Posted: Sep 18, 2017 1:00 pm
by Shrunk
Greyman wrote:
Wortfish wrote:
Rumraket wrote:Ancestral sequence reconstruction really does utterly refute ID-creationism.

No. ID proponents and creationists both accept that microevolution occurs, especially at the molecular level. The paper doesn't address the origin of the protein, a transcription factor, but rather small changes in its specificity over time.
To the contrary, prominent IDcreation proponentists have espoused that the one true sequence of amino acids needed to produce a specific new function could not have arisen through pure chance.


Yes. Specifically, this was claimed by Douglas Axe here:

https://www.ncbi.nlm.nih.gov/pubmed/15321723

Those claims were pretty solidly refuted by Arthur Hunt in an article at Panda's Thumb. But this current article goes a step further and actually correctly calculates the number of functional proteins (of a specific function) that exist in sequence space, the very thing Axe tried (and failed) to determine.

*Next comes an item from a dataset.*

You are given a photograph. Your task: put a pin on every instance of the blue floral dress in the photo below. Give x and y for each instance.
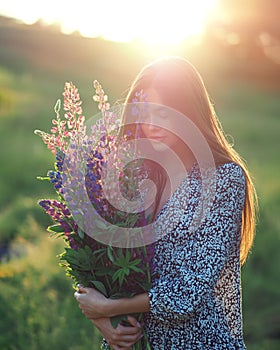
(195, 299)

This is in addition to number of empirical studies that have been reviewed by Rumraket which already showed Axe's figures were too low, by as many a 60 orders of magnitude. :what:

The magnitude of the defeat this presents for ID cannot be overstated. Axe's figures on "protein folds" is one of the chief premises of Stephen Meyer's entire argument in "Darwin's Doubt", so on this one issue alone that entire book's argument collapses (although it fails in many, many other ways besides.) And Axe's study is repeatedly trotted out as a rare instance of peer reviewed studies which supposedly support ID (which would not be true even if Axe had got his numbers right.)

So they have to respond to this paper. But they can't without lying. Which is OK, because that's what they're good at.